We have become very outspoken about anxiety and depression. We have seen first hand the stigma, and the misunderstanding by so many. So many think my son is "milking" bad days for all they are worth. Think he is lazy and we are enabling him. We are fighting the stigma that mental illness is made up. We are fighting the stigma of taking medicine. I cannot tell you how many times I have used the analogy (With my son and others) that him taking medicine is no different than a diabetic needing insulin for their chemical imbalance. We are fighting the stigma that makes people feel that anxious people are just dramatic. These people with their stigmas, they don't see his panic attacks...when he's crying so hard, shaking uncontrollably and cannot catch his breath. They do not see him unable to eat at a restaurant because he is physically ill with anxiety that he is trying to keep from a full-blown panic attack. They do not see him crying out to us for fear of what he may do to himself. They do not know how many times I have called off work or taken him to work with me, because I cannot leave him home alone. They have not had the fear of letting him stay home alone one time, and then him falling asleep and not answering me when I tried to check in with him...they do not know how guilty you feel as a parent calling a friend to go check up on him, fearful they may find him dead. Its been a long and terrifying road. Right now we are ok. Feeling ok. But school starts next month, and this nightmare will begin again. And it is draining. On my son. On me. On my husband. In our marriage. In our household. And I try so hard to not let on that it is draining, to not make my son feel this is overwhelming. I try so hard to make sure he knows we get him, and we just need to change things occasionally to accommodate for his anxiety. No different than we accommodate for our friend who doesn't eat fish when we go out to eat. Or a friend that doesn't like to fly when we try to plan vacations. We make accommodations and they are no big deal.

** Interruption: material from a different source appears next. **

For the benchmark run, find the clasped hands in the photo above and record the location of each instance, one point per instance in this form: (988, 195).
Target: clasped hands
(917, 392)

"Anyways, I'm rambling now. There is healing in knowing we aren't alone. There is healing in knowing we are doing something to make a difference. There is healing in being supported. When we can reach others in this place, we know there is a purpose in our own pain, and that makes this a little less painful. So, thank you for doing what you are doing. For those living in it....for those that are suffering and feel like they are sinking at times...this work, it is life-saving.
It is amazing what others go through, this is someone that I have ties to before I ever started this business and mission. I would have never thought this is something they would be going through and goes to show we never know what the stranger next to us is experiencing. Remember the power of support and never be afraid to share your story!